We look for returns on the lower end of that range. The main reason: The improved mood of investors because of the Fed's anticipated change of course will collide with slowing profit growth. Some companies are already trimming their profit projections for this winter and spring, mainly because of higher costs for energy and raw materials.

You may be able to earn double-digit gains in the coming year, but it will take superior stock-picking skills. As an example, look at how a few savvy decisions could have improved your returns in the past year's mostly directionless market. If you had invested equal amounts of money at the beginning of the year in, say, six key stocks in the Dow Jones industrial average -- AIG, Coca-Cola, Intel, IBM, Merck and Pfizer -- you'd have lost 23% over the ensuing ten and a half months. But if you had substituted MetLife for AIG, Pepsi for Coke, Motorola for Intel, Apple for IBM, and Genentech and Amgen for Merck and Pfizer, you might have thought you were in the middle of a bull market.
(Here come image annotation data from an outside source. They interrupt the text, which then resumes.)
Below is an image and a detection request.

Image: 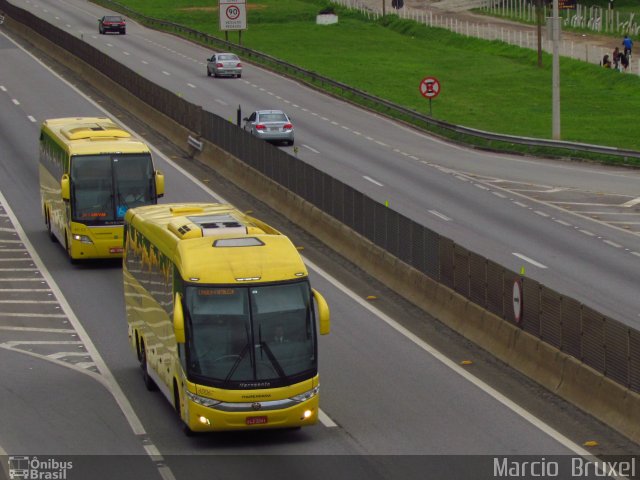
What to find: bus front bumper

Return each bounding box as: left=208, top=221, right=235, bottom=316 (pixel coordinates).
left=185, top=395, right=319, bottom=432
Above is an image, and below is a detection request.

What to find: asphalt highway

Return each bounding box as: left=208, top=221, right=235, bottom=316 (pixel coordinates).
left=0, top=2, right=635, bottom=479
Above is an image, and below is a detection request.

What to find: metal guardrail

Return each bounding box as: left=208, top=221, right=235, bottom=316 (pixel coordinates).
left=94, top=0, right=640, bottom=159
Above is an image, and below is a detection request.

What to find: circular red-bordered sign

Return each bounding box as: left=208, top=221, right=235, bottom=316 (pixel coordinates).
left=420, top=77, right=440, bottom=98
left=226, top=5, right=240, bottom=20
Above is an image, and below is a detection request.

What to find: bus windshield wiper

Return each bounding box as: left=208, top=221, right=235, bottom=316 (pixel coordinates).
left=223, top=343, right=249, bottom=385
left=260, top=341, right=286, bottom=378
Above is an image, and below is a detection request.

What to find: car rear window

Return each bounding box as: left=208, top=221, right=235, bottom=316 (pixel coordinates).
left=260, top=113, right=287, bottom=122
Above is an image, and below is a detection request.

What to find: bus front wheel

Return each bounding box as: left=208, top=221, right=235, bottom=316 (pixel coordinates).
left=173, top=381, right=194, bottom=437
left=64, top=234, right=78, bottom=265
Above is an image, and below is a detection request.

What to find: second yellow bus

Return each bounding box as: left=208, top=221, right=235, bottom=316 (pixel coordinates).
left=39, top=117, right=164, bottom=262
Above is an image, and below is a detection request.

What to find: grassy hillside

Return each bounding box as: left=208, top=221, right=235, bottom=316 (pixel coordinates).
left=95, top=0, right=640, bottom=150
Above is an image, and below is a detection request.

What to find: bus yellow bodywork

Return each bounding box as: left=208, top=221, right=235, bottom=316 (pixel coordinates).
left=39, top=117, right=164, bottom=261
left=123, top=204, right=329, bottom=433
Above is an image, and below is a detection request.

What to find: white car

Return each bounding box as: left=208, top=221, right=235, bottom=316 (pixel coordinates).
left=242, top=110, right=293, bottom=145
left=207, top=53, right=242, bottom=78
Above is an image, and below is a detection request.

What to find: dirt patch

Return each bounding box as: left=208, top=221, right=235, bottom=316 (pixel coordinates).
left=178, top=7, right=218, bottom=12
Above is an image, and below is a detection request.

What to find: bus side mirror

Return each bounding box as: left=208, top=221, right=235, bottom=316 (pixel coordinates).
left=311, top=288, right=331, bottom=335
left=156, top=170, right=164, bottom=198
left=60, top=173, right=71, bottom=202
left=173, top=293, right=185, bottom=343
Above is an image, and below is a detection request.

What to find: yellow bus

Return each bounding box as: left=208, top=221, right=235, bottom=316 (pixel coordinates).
left=123, top=204, right=330, bottom=434
left=39, top=117, right=164, bottom=262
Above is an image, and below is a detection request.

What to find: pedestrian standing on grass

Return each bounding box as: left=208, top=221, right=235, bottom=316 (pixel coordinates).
left=611, top=47, right=620, bottom=70
left=622, top=35, right=633, bottom=57
left=620, top=53, right=629, bottom=72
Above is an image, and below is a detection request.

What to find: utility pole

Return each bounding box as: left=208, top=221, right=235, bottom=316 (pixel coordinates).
left=551, top=0, right=560, bottom=140
left=536, top=0, right=543, bottom=68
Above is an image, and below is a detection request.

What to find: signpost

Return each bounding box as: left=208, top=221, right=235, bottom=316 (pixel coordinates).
left=513, top=279, right=522, bottom=323
left=420, top=77, right=440, bottom=116
left=218, top=0, right=247, bottom=43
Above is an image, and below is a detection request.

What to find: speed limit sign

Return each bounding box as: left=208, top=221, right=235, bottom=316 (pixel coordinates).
left=218, top=0, right=247, bottom=30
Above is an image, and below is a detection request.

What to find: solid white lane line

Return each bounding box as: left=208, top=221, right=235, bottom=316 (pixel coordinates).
left=553, top=218, right=571, bottom=227
left=302, top=143, right=320, bottom=153
left=429, top=210, right=451, bottom=222
left=620, top=197, right=640, bottom=207
left=362, top=175, right=384, bottom=187
left=512, top=252, right=547, bottom=268
left=318, top=410, right=338, bottom=428
left=603, top=240, right=622, bottom=248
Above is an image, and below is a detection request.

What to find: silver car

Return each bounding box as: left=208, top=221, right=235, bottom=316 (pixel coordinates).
left=207, top=53, right=242, bottom=78
left=242, top=110, right=293, bottom=145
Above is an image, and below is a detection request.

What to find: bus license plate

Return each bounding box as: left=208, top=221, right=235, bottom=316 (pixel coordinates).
left=247, top=415, right=267, bottom=425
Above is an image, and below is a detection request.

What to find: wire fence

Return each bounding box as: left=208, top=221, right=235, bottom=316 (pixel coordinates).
left=331, top=0, right=640, bottom=75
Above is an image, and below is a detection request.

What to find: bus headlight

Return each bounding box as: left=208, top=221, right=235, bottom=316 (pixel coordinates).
left=185, top=390, right=222, bottom=407
left=291, top=385, right=320, bottom=403
left=73, top=233, right=93, bottom=245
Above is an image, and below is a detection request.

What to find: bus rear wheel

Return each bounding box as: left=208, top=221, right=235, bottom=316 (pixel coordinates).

Shares of the six substitutes, all large companies in their own right, gained 44%, on average, into November.

Another way to improve returns is to tilt your portfolio toward foreign stocks, which are cheaper than U.S. stocks and stand a good chance of outpacing our market for a fifth straight year. After years of lackluster performance, Japanese stocks in particular appear poised to excel (see the box above).

One of the best reasons to lean toward stocks in '06 is that there are no compelling alternatives. Don't expect much from bonds. Still-low long-term interest rates could rise with every hiccup in energy prices, which will put pressure on bond prices (bonds lose value when rates rise and vice versa). At best, high-quality bonds will generate low-single-digit total returns over the next 12 months. Real estate investment trusts aren't attractive either because they're expensive relative to earnings and dividends. If you don't want to take much risk, your best bet is a six-month certificate of deposit yielding 4.4% (that's what you get from the highest-paying CD; the average yield for six-month CDs was recently 2.7%).